The simultaneous method optimizes the search for interaction effects between SNPs that provide some indication of marginal associations. This situation is most appropriate for disease models with additive polygenic effects. The advantage of the conditional design, on the other hand, is that it can capture interactions with loci that have no marginal effects, and as such is expected to be valid over a wider range of disease models. With our data, neither approach was able to capture the real underlying interaction between Loci A and C. Posterior testing for interaction between these loci revealed a p-value of 0.0015 with the additive model adjusted for covariates [Eq. (4)] and a p-value of 0.0001 with the additive model without adjusting for covariates, which was insufficient to be detected after multiple testing adjustment. We mention here that we used only the first replicate of GAW15 Problem 3 simulated data due to computational constraints, but the analysis of more replicates may have provided different results.

An important advantage of the conditional design in a real data set, is that Step 1 should provide only a small number of globally significant SNPs (i.e., two or three), which are then tested in pairwise combination with the full complement of SNPs in the study. As such, the conditional design should generate fewer interaction tests than the simultaneous design. In the GAW15 simulated data set, however, over 400 SNPs remained significant after adjustment for multiple testing in Stage 1 and caused a special situation in which the conditional design exploded into many interaction tests and lead to the physical proximity interaction effects that we detected with both approaches. It is not clear why there were so many significant results on chromosome 11 and it would be interesting to validate those results by testing the other replicates. The use of logistic regression for the detection of interactions has the disadvantage of performing poorly with high dimensionality, which can lead to false positives and decreased power. In the present study for instance, the conditional approach with additive and dominance effects required the estimation of 16,279,364 parameters from 32,154,500 observations. Another potential problem with logistic regression is the phenomenon of the separation or quasi-separation of data. This occurs in the fitting process of the logistic model when the likelihood converges while at least one parameter estimate diverges to infinity. Quasi-complete separation of data, however, was only observed in 0.3% of the tests that we performed with the additive model with covariates in this study. High correlations between predictors, referred to as multicollinearity, may also decrease the power of the logistic regression. This may occur with SNPs that are in high LD. Multicollinearity due to linkage disequilibrium could, however, be addressed statistically by combining SNPs that are in high LD into haplotypes.

The significant interactions found by the full logistic regression model with both dominance and additive effects [Eq. (3)] were all captured by the additive effect coefficient (i _aa ). We conclude from our results that using a model with only the additive genetic effects of two SNPs should capture most of the underlying interactions and will reduce the multiple testing otherwise imposed by the four interaction terms.
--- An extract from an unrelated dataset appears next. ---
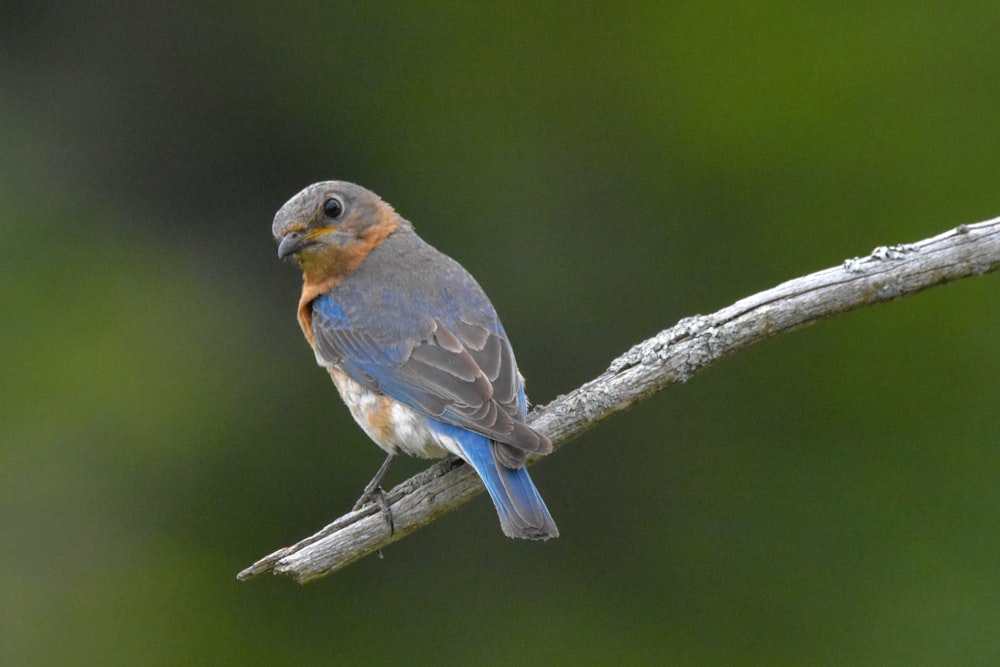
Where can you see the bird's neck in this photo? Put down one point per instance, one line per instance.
(323, 271)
A large portion of the interactions that we detected resulted from SNP pairs that were within 1000 kb of each other. Our results clearly highlight the need to include an additional step or procedure to account for locus proximity in the evaluation of interaction effects. All remaining interactions without exception were false positives that included a SNP with exceptionally high marginal signals from chromosome 11 or chromosome 6 (Fig. 1). Those SNPs with excessively high marginal signals (p-values < 10^-200) are likely to be responsible for the false-positive signals. This finding draws attention to the importance of directing further work toward the evaluation of the impact of strong marginal SNPs in interaction modeling.